Request to Pay (RtP): The New Rival to Card Payments

The “killer app” of the IPS is Request to Pay (RtP). This functionality allows a payee (like a merchant or utility provider) to send a digital “payment request” directly to a payer’s mobile banking app.

How RtP Replaces Cards:

Rich Data Reconciliation: Because it uses ISO 20022, an RtP message can carry an invoice number or customer ID. When the payment arrives, the merchant’s ERP system can automatically reconcile it, a feat that is notoriously difficult with standard card transactions.

Lower Costs: Merchants bypass the traditional 1.5% – 2.5% card processing fees. RtP operates on a much leaner fee structure.

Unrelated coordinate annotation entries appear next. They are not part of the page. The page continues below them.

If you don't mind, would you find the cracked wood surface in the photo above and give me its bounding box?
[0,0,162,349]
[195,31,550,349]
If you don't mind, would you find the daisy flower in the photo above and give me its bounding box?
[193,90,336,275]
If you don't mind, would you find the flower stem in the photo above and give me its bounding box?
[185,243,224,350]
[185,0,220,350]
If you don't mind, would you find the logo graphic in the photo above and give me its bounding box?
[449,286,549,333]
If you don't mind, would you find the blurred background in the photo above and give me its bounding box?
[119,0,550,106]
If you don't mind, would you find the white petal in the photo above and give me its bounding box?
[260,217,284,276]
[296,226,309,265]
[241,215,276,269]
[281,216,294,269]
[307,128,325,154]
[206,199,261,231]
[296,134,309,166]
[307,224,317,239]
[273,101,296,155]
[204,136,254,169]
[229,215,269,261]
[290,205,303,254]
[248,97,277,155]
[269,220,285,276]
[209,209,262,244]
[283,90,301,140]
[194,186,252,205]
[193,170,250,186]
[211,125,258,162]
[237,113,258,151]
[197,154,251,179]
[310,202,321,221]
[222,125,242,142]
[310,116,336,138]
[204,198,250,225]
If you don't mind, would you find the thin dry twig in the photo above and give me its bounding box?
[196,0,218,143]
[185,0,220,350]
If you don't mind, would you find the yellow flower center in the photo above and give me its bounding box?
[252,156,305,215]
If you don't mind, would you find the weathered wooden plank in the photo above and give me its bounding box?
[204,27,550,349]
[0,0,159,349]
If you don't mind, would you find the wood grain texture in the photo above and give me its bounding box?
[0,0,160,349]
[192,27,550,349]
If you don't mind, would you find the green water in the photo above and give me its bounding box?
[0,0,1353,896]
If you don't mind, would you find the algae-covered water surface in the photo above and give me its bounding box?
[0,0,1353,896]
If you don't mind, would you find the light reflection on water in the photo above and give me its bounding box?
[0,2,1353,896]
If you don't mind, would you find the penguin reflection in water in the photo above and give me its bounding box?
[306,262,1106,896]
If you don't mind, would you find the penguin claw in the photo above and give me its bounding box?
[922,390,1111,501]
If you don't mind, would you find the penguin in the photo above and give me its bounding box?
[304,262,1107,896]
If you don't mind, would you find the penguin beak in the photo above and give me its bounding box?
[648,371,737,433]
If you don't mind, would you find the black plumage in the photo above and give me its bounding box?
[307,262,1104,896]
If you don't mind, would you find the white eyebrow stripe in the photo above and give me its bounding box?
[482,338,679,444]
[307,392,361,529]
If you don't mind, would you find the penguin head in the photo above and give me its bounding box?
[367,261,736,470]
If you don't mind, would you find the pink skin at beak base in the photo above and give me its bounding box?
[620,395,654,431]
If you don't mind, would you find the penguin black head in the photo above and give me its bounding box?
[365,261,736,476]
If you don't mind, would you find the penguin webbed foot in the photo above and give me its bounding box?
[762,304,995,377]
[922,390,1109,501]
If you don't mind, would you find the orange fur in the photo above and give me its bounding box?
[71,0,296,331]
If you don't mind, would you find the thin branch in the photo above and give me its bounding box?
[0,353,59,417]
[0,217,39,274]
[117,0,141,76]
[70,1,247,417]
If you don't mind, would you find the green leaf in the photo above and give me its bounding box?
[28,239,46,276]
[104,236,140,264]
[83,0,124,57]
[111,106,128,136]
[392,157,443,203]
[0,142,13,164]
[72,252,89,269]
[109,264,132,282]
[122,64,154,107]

Instant Liquidity: RtP settles instantly. For an SME, this means zero “cash gaps.”

Conclusions

The implementation of the IPS represents a sovereign strategic move by the National Bank of Georgia to modernize the financial infrastructure. Based on global payment trends, several key conclusions emerge:

  1. Reduced Dependency on International Schemes: By establishing a domestic real-time rail, Georgia will retain more economic value locally.
  2. Catalyst for Fintech Innovation: The open nature of the IPS, combined with Open Banking, creates a fertile ground for non-bank PSPs to develop niche payment solutions, fostering healthy competition and driving down costs for the end-user.
  3. Operational Transformation: Businesses must prepare for a 24/7 liquidity cycle. Real-time settlement necessitates more agile treasury management and automated reconciliation processes to handle the increased velocity of money.
  4. Enhanced Consumer Trust: The Alias Database and the security protocols inherent in ISO 20022 will likely increase consumer confidence in digital transfers, accelerating the phase-out of cash and checks in the Georgian economy.

Success will not come from simply “supporting” the new rail, but from orchestrating a seamless flow of data across IPS, Open Finance, and existing card systems.